FIG. 1 is a constant voltage circuit diagram of the present invention. FIG. 2 is a constant voltage circuit diagram of the present invention in which a switch is connected to a power source. FIG. 3 is a conventional constant voltage circuit diagram. l...Depression type PMO3I-constant current circuit using transistor 2...Gate material is P-type polysilicon Depression type PMO3I-Rangis 3...Gate material is N-type polysilicon and channel dope is implanted Enhancement type PMOS transistor 4... Enhancement type NMOS transistor 5... Enhancement type NMO 3) Transistor... Enhancement type NMOS transistor 7... Load circuit 8... PMOS transistor 9 for positive side power switch...・Constant current circuit 10 using depression type PMO5I-transistor...Depression type PMOS transistor 11 whose gate material is P-type polysilicon...Gate material is N-type polysilicon, 14, 18, 19, 20, channels Doped enhancement-type PMOS transistor, enhancement-type NMOS transistor, enhancement-type NMOS transistor, enhancement-type NMOS) transistor, load circuit, NMOS transistor for negative side power switch, control signal to control the operation of the constant voltage circuit, Resistor for amplifying voltage output / Resistor for amplifying constant voltage output / Depletion type PMOS transistor whose gate material is P-type polysilicon ・Enhancement type PMOS transistor whose gate material is N-type polysilicon Applicant: Seiko Epson Corporation Representative Patent Attorney Masayoshi Kamiyanagi (and 1 other person) vef) Constant current circuit 2 using a depressigon type PMO3 transistor; Depletion type PMOS transistor 3 whose gate material is P-type polysilicon; , N-type polysilicon, channel doped enhancement type PMOS transistor 4.5, 6; enhancement type NMOS) Langistaffe; load circuit Figure 2 Figure 1

Claims (2)

[Claims] (1) a) A first MOS (Metal Oxide Semiconductor) of one conductivity type, whose source is connected to a first power supply and whose gate is supplied with a constant voltage based on the first power supply.
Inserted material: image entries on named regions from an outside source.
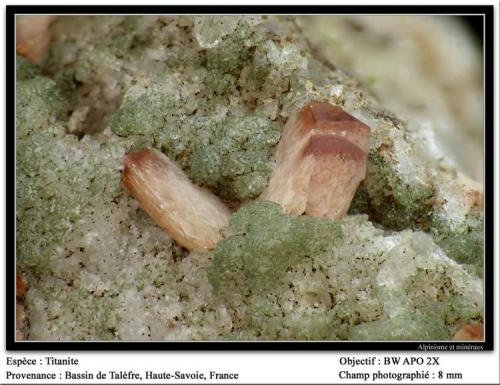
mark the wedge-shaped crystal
[123,149,230,251]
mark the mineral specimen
[123,150,230,250]
[261,101,370,218]
[16,16,483,340]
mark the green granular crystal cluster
[156,114,280,200]
[208,202,342,295]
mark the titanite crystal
[261,101,370,218]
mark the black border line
[5,5,494,353]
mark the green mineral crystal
[208,202,341,295]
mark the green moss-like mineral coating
[404,265,482,325]
[16,56,40,81]
[353,150,433,230]
[208,202,342,296]
[16,57,69,138]
[349,314,450,341]
[430,211,484,269]
[157,114,280,200]
[16,60,134,270]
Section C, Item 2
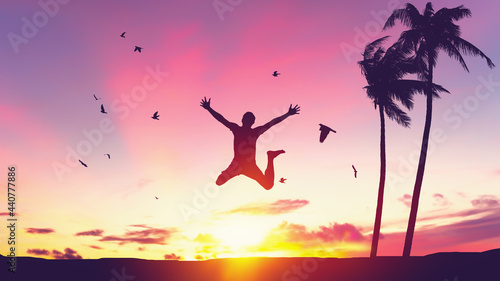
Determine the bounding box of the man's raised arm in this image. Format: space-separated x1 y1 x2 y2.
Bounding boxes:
200 97 236 129
258 104 300 134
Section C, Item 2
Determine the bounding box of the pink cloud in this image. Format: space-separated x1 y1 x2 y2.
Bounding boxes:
193 233 220 244
221 199 309 215
434 193 450 206
379 206 500 255
398 194 412 208
0 212 19 217
52 248 82 260
26 249 50 256
470 195 500 208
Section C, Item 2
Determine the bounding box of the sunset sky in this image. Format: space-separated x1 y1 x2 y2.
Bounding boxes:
0 0 500 260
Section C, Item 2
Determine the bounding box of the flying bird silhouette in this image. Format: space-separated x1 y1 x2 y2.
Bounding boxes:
319 124 337 143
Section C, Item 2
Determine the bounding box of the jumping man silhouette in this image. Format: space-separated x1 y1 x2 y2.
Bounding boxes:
201 97 300 190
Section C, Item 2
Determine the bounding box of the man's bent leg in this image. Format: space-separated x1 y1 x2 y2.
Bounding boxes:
215 161 241 185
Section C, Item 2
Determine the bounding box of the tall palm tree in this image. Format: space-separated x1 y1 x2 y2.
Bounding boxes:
358 36 446 257
384 2 495 256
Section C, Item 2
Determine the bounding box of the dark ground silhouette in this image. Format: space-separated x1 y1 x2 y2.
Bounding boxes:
0 249 500 281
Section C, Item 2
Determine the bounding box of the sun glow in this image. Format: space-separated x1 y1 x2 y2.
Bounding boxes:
211 220 267 251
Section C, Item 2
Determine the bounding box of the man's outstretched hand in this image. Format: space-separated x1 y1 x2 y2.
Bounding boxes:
288 104 300 115
200 97 212 110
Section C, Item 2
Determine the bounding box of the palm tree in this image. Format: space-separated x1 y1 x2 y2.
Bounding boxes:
358 36 446 257
384 2 495 256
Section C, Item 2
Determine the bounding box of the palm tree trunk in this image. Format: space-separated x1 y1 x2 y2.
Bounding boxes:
370 105 386 257
403 67 433 257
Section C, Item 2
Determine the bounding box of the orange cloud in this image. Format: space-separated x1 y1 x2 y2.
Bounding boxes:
26 248 82 260
75 229 104 236
470 195 500 208
193 233 220 244
221 199 309 215
163 253 182 260
98 224 177 245
26 228 55 234
249 221 368 256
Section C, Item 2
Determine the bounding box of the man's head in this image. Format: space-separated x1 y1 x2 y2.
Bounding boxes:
241 112 255 127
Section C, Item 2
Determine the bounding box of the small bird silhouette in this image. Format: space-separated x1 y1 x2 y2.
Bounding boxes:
78 160 87 168
319 124 337 143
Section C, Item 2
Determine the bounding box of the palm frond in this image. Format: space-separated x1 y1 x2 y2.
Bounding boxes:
451 37 495 68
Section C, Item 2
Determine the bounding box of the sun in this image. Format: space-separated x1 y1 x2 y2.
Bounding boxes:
211 219 267 250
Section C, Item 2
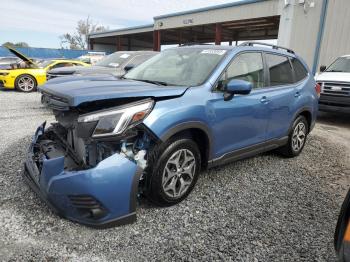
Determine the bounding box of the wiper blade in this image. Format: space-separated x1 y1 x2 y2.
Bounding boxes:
126 78 168 86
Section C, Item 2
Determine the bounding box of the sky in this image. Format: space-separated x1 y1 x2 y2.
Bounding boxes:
0 0 239 48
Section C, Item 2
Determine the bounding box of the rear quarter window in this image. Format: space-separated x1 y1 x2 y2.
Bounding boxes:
291 58 308 82
265 54 294 86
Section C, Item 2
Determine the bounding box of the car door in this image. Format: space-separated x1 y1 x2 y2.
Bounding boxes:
211 52 269 157
264 53 298 140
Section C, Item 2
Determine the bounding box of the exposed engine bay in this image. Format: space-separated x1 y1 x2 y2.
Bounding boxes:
34 100 157 174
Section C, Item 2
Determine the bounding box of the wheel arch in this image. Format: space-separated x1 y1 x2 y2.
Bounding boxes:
160 121 213 168
288 107 313 134
15 73 38 88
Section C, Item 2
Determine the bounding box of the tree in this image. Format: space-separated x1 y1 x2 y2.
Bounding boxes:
2 42 29 47
60 16 108 49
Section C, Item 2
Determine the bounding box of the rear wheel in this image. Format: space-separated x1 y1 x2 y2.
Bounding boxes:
147 137 201 206
279 116 309 157
15 75 37 92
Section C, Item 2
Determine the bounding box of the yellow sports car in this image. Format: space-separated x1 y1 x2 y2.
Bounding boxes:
0 46 90 92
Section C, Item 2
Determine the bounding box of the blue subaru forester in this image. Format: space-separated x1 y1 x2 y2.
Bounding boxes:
24 42 320 227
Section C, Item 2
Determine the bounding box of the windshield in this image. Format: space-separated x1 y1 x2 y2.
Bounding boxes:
326 56 350 73
125 47 226 86
95 52 131 67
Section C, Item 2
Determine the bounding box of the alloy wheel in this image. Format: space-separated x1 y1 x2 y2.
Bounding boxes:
18 76 35 92
292 122 306 152
162 149 196 198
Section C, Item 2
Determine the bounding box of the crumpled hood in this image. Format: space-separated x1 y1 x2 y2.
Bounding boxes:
316 72 350 82
39 75 187 107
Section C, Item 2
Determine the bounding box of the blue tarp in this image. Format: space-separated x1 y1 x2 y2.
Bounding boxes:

b) one conductivity type whose source is connected to the drain of the first (7) MOS transistor and whose gate is supplied with a voltage of the same potential as the first power supply; c) a third transistor of one conductivity type, the source of which is connected to the first transistor, and d) the source of which is connected to a second power supply, and the drain of which is connected to the second transistor. e) a fourth transistor of an opposite conductivity type, whose gate is connected to the drain of the third transistor and whose gate is supplied with a voltage of the same potential as the drain of the third transistor; e) whose source is connected to a second power supply and whose drain is connected to the third transistor; f) a fifth transistor of an opposite conductivity type, which is connected to the transistor No. 3 and whose gate is supplied with a voltage of the same potential as the drain of the third transistor; g) a sixth transistor of an opposite conductivity type, to which a voltage of the same potential as the drain of the second transistor is supplied, and at least one load is connected to the drain; h) the substrates of the second transistor and the third transistor have different impurity concentrations, i) An integrated circuit characterized in that: the gate of the second transistor is made of polysilicon of one conductivity type, and j) the gate of the third transistor is made of polysilicon of the opposite conductivity type. (2) The integrated circuit according to claim 1, further comprising means for controlling on/off of the first power source or the second power source.